SHE’S A BITER • by Stephanie Kincaid

I think Grandma is a zombie. She never talks; she just kind of grunts and moans. She also smells really bad, and she slobbers a lot. It’s not that big of a change, really. But I’m still pretty sure she’s a zombie.

I don’t say anything about it to Mom and Dad, because I don’t think I’m supposed to know. Adults think kids are so dumb. Unobservant, that’s what they think I am. Bet they don’t even know I know that word. I have a lot of time to read, hiding in the basement all day, and I learn all kinds of words.

For instance, I learned that another thing you can call a zombie is a revenant, which means somebody who comes back from the dead.  You’d think that would be a good thing, since you’d get to see family and friends you haven’t seen in a while, with them not being alive and all.  But when the dead people started coming back, they didn’t want friends anymore.  They just wanted dinner.

That’s why we live in the basement.

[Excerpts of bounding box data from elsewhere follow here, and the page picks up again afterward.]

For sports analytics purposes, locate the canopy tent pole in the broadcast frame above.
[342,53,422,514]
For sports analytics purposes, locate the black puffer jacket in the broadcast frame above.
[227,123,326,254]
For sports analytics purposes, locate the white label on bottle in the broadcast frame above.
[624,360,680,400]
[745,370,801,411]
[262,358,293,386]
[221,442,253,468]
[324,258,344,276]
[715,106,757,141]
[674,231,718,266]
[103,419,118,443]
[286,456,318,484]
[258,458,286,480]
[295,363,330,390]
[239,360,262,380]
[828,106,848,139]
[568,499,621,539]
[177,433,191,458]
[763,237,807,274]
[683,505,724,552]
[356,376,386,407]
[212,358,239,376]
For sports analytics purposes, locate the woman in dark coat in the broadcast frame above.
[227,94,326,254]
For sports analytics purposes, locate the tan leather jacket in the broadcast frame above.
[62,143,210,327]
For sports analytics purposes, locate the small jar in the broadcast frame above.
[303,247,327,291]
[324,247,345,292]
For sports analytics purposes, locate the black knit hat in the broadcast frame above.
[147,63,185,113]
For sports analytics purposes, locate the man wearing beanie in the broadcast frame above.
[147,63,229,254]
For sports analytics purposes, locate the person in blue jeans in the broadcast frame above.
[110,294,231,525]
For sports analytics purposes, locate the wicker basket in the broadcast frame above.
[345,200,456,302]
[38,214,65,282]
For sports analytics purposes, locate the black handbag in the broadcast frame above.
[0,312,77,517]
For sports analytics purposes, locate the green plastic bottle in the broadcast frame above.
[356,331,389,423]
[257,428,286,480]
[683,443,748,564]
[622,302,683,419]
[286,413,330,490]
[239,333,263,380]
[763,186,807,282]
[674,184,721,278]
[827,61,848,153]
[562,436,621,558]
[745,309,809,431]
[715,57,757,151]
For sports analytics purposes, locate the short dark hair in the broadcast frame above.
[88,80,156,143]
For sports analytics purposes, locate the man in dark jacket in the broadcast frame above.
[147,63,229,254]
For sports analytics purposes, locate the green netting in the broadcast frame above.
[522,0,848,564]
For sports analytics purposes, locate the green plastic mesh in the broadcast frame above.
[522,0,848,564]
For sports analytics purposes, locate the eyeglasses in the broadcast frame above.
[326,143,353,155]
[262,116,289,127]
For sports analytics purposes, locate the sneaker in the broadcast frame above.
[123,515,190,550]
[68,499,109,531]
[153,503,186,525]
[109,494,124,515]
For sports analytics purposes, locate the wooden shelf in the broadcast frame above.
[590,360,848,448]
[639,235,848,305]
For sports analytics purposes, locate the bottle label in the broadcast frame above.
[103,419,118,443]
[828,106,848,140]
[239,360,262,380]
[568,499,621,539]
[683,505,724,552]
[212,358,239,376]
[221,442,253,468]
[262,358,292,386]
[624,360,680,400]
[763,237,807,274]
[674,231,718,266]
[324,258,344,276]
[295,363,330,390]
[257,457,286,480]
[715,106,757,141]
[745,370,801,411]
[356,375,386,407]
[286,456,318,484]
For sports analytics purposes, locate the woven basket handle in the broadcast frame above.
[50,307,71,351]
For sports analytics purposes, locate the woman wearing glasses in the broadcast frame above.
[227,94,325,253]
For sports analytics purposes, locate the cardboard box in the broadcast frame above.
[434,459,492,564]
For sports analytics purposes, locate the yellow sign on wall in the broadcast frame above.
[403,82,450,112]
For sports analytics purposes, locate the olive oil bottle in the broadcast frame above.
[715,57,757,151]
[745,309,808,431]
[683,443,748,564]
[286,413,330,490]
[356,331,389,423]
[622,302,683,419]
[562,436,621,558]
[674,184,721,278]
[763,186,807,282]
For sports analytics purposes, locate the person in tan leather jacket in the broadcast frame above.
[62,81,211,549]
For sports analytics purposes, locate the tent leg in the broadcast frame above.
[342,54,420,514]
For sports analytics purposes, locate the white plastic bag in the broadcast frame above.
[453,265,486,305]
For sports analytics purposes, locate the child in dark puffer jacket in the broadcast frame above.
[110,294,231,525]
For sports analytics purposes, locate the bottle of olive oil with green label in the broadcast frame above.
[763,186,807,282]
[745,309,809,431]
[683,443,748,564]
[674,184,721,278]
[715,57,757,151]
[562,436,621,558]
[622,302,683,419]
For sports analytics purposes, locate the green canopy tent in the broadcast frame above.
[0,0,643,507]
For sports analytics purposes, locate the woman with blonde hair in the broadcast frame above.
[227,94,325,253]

The zombies think the house is empty, because nothing ever moves up there, and they can’t hear us or smell us down here. Mom and Dad bought a lot of canned food when the news stories about the zombies started, so we have plenty, at least for now. Mom makes some kind of smoothie for Grandma in the blender every night. I don’t know what’s in it, but it looks nasty, and it smells worse.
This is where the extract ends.